Tuesday, August 3, 2010

For People Who Just Don't Get It-

Just take the time to read this - most of the people who come to this blog will understand, as we've all gone through some of this stuff at one point in time.
For the ones who haven't had to go through it to the degree that parents with special needs kiddos, who have a lot of medical issues; read on.

This was borrowed from www.jenniferLawler.com

For Jessica

"A couple of weeks ago, a friend of mine and I were talking about a study she’d just read, which concluded that people without children were happier than people with children; or, to put it more precisely, despite what conventional wisdom holds, the study found that having children did not increase anyone’s happiness.

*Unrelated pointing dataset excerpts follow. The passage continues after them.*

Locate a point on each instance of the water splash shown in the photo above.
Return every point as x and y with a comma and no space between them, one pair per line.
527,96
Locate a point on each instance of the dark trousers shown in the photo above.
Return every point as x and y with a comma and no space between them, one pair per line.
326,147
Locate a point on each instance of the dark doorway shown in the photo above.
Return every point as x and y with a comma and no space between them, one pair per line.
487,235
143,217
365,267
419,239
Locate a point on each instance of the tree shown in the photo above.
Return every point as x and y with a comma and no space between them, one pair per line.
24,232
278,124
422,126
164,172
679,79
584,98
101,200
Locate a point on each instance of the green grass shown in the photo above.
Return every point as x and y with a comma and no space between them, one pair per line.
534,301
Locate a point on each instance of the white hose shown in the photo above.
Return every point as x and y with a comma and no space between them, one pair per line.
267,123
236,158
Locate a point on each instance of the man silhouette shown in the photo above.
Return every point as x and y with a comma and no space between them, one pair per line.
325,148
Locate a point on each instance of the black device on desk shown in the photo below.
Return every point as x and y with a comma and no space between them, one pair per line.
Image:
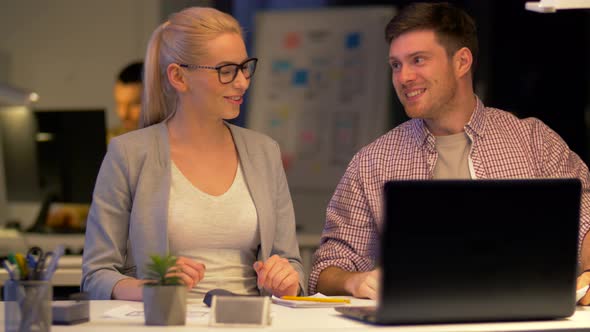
52,156
477,250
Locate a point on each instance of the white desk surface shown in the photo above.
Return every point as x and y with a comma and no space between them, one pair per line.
299,319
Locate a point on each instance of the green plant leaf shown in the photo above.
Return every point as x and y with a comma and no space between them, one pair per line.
157,269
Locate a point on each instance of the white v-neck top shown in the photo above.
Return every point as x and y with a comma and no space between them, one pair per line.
218,231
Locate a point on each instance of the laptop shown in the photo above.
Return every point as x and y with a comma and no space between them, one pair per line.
476,250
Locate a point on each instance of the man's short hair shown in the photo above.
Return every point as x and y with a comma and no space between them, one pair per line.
453,27
132,73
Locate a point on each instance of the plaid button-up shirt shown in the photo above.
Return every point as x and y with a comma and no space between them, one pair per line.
503,147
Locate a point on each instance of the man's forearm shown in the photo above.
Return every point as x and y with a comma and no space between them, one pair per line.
585,254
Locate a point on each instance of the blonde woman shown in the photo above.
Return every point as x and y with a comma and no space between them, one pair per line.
189,183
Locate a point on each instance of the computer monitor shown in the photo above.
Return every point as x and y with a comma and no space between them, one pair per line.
51,153
71,145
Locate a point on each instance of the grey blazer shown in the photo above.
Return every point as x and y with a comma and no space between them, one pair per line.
127,221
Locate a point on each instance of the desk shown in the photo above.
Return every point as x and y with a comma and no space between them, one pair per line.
320,319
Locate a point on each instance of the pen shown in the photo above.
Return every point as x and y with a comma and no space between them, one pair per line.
315,299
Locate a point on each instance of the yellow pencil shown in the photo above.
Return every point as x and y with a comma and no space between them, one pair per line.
315,299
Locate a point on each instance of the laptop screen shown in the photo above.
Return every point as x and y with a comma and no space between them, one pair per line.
479,250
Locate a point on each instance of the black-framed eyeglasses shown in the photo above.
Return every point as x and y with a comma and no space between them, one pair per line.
227,73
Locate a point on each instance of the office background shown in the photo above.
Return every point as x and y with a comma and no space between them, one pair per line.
70,51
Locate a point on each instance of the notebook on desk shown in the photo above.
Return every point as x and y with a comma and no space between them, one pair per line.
476,250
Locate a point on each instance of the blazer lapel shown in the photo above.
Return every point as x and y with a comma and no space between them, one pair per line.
256,183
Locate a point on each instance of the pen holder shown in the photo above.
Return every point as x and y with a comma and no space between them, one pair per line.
27,305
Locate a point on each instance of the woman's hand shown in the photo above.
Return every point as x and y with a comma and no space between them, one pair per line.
277,276
189,271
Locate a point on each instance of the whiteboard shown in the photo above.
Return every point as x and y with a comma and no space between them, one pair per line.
322,91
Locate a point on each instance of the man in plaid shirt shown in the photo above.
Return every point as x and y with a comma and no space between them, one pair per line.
451,135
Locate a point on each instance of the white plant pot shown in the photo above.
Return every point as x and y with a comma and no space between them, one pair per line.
164,305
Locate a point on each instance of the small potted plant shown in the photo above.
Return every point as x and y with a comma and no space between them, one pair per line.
164,297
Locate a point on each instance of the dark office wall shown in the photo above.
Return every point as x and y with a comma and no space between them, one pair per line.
539,67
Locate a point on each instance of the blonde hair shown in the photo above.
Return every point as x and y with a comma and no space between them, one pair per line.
181,39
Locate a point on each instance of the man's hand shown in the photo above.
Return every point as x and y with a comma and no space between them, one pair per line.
277,276
583,281
364,284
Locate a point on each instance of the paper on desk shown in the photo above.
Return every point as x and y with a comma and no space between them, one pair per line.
194,313
307,304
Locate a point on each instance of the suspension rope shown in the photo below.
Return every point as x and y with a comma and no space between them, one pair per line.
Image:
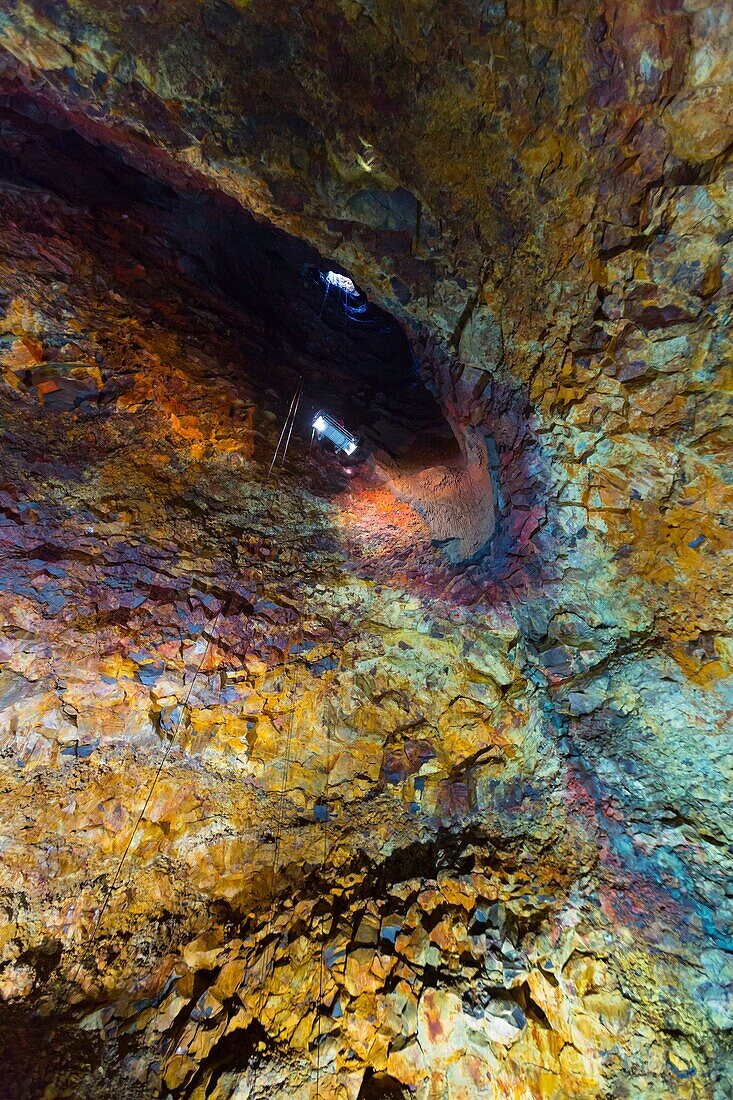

At which all I could do was burst out laughing. Because, well. Duh.

Only an academic would undertake a study like this, defining happiness as something along the lines of “satisfaction with life” and “feeling rewarded by your work.” If there’s an occupation more likely to make you feel incompetent and unrewarded than being a parent, I have never heard of it.

If you weren’t an academic, you might define happiness as the experience of being fully alive. To know grace, and despair, and the kind of hardness you have to learn to stand against; to watch your family fail you when you need them the most, and have your ex-husband look around, shrug his shoulders, and hold out his hand to help you up again.

Right. Your ex-husband, so that you can learn a bit of gratitude, just enough to appreciate him, which you didn’t manage the first time around.

These are things you’d never know if you hadn’t had your daughter. Things you wouldn’t have had to know, and learn the hard way, bitterly.

If the medical resident hadn’t sat down while you held your baby girl in the neonatal intensive care unit and said, “Your daughter’s brain is massively deformed.”

The daughter you loved even before she was born. When she was an abstraction, a positive sign on a pregnancy test, before she kicked you in the ribs, long before she ever drew her first breath. Love you did not know you were capable of feeling, primal and angry and powerful, you would kill ten men and Satan if you had to.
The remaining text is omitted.